Data format

The lack of interoperability among data collected by different sonar systems is currently a major obstacle toward integrative analysis of sonar data at large scales. echopype aims at addressing this problem by providing tools for converting data from manufacturer-specific formats into a standardized netCDF file format. NetCDF is the current defacto standard in climate research and is supported by many powerful Python packages for efficient computation, of which echopype take advantage in its data analysis modules.

Interoperable netCDF files

Echopype follows the ICES SONAR-netCDF4 convention when possible to create an interoperable data format to which all data are converted to. We made modifications to the file structure in the convention so that the computation can take full advantage of the power of xarray in manipulating labelled multi-dimensional arrays. See Modifications to SONAR-netCDF4 for details of this modification.

Echopype also supports converting raw data files into the zarr format for cloud-optimized data storage and access, following the same structure as in the netCDF files. However, computing based on the zarr format via Process is still being developed.

Modifications to SONAR-netCDF4

Echopype is designed to handle multi-dimensional labelled data sets efficiently, using xarray under the hood. Therefore, we store backscatter data (the echoes) from different frequency channels in a multi-dimensional array under a single Beam group within a netCDF file. Because of this change, all frequency-dependent parameters, such as absorption coefficients, sample intervals, etc., are stored as an array with a frequency coordinate.
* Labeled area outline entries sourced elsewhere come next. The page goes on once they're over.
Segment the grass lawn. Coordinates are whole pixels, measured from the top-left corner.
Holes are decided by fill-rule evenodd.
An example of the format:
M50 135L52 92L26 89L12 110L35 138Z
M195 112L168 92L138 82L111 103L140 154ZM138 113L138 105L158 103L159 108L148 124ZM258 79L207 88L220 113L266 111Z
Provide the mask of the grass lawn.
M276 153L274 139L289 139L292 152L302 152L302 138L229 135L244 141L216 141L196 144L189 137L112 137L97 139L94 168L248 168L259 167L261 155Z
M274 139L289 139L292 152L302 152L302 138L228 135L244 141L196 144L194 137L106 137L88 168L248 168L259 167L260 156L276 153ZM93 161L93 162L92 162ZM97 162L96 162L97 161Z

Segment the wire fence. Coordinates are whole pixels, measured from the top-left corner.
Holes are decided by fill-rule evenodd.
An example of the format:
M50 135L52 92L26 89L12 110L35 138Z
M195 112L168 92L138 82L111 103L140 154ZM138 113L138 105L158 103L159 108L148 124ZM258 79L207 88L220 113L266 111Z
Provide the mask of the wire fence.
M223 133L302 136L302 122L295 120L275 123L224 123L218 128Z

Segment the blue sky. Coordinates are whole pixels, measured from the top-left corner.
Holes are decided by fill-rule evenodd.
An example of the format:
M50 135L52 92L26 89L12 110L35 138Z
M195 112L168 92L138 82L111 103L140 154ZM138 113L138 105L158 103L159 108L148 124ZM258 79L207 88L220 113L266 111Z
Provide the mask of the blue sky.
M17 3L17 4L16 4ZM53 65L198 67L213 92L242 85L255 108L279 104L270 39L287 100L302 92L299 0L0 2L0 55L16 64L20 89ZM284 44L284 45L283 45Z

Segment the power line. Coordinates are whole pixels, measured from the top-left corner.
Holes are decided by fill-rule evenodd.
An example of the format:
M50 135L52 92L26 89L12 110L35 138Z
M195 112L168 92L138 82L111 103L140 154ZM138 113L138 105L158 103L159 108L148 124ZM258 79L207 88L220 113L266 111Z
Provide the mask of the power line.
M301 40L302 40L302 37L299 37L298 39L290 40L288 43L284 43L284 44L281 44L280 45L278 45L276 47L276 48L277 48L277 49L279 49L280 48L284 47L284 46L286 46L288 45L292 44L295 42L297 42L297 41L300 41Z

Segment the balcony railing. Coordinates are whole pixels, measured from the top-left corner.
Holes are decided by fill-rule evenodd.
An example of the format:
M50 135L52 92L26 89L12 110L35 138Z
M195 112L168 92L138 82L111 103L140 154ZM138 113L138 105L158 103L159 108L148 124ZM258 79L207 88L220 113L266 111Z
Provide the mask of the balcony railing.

This is different from the SONAR-netCDF4 convention, in which data and parameters from different frequency channels are stored in different beam groups under the Sonar group. In the convention this was designed to accommodate potential differences in the number of bins along range, or when there is a change of the temporal length of data collection in the middle of a file.

However, it is more convenient to store and slice data directly by the time, range, and frequency/beam direction coordinates (see pandas and xarray documentation for more info about coordinates and dimensions) when the data are stored in a cubic form. To accommodate this change, in the above two cases, echopype

  • handles the uneven number of data samples along range by filling in NaN for the shorter channels, and
  • splits the raw data file into multiple files when there is a change of the temporal length of data collection along range in the middle of a file.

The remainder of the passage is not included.